Background: Rapid severity assessments of patients presenting to the emergency department (ED) with shortness of breath (SOB) are vital and can facilitate patient prioritisation and quick, accurate site of care decisions. Since SOB cannot be directly measured, patient verbal subjective ratings of breathlessness may represent a simple and useful strategy for this. This study investigated the validity of a verbal rating scale for SOB and tested its ability to predict ED departure status for patients presenting with breathlessness.

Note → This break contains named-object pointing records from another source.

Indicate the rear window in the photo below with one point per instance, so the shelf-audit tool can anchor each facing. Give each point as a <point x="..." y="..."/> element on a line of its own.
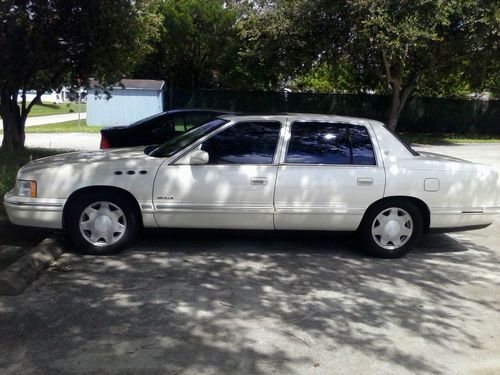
<point x="329" y="143"/>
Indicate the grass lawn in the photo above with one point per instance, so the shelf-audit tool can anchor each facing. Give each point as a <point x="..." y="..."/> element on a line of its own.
<point x="46" y="109"/>
<point x="11" y="162"/>
<point x="62" y="127"/>
<point x="448" y="139"/>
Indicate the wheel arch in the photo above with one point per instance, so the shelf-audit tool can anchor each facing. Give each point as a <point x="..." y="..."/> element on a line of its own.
<point x="420" y="204"/>
<point x="101" y="189"/>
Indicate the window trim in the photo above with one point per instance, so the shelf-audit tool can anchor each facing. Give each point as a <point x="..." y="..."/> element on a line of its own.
<point x="274" y="162"/>
<point x="344" y="123"/>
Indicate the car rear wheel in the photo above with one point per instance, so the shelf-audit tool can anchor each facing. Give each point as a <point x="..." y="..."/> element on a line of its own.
<point x="390" y="229"/>
<point x="102" y="223"/>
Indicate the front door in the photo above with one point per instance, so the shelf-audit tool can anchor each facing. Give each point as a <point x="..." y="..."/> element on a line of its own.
<point x="235" y="189"/>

Methods: This prospective observational study was conducted in two parts at a tertiary hospital; (1) Tool validation, (2) Predicting departure status (1) A convenience sample of patients presenting for cardiac stress tests was used. Objective and subjective breathlessness parameters were collected before, at 3 minutely intervals during and at cessation of exercise, and following a 2.5 minute post-exercise recovery period. Parameters included respiratory rate (RR), oxygen saturation (SaO2), heart rate (HR), systolic blood pressure (SBP) and verbal scores for present dyspnea (VDS); "On a scale from 0 to 10, how short of breath do you feel, with zero being no SOB and ten the worst SOB you could ever imagine?" (2) A random sample of patients presenting to the ED with SOB was used and subjective and objective breathlessness parameters were collected at initial presentation and thirty-minutes later. Breathlessness parameters included those considered for tool validation, plus VDS for the worst SOB during the current episode. Primary endpoints were departure status (home, emergency observation unit, ward) and length of hospital stay (LOS).
Results: (1) The validation cohort included 48 participants. Within-subject Spearman correlation co-efficients (r) were calculated using an average of 6 data points for each participant. VDS increased progressively during exercise (table one) and correlated significantly with RR (mean r=0.95, standard deviation (SD) 0.07), HR (mean r=0.90, SD 0.11) and SBP (mean r=0.95, SD 0.06). SaO2 was not significantly correlated.
Table 1: Mean (SD) of all breathlessness measures at recorded time points
(2) The ability of all independent variables to predict departure status was tested using stepwise regression. VDS at initial presentation and age were significant predictors of departure status (p < 0.001, 80% correct classification). VDS at initial presentation for present and worst dyspnea were the strongest correlates with LOS (r=0.388, p<0.001 and r=0.405, p<0.001 respectively).
Conclusion: A verbal numerical SOB rating scale is valid and as a predictor of emergency department departure status may represent a useful strategy to assist with rapid urgency assessments and site of care decision making in the ED. Further expanded studies are required before such a tool can become a routine part of the emergency evaluation of SOB.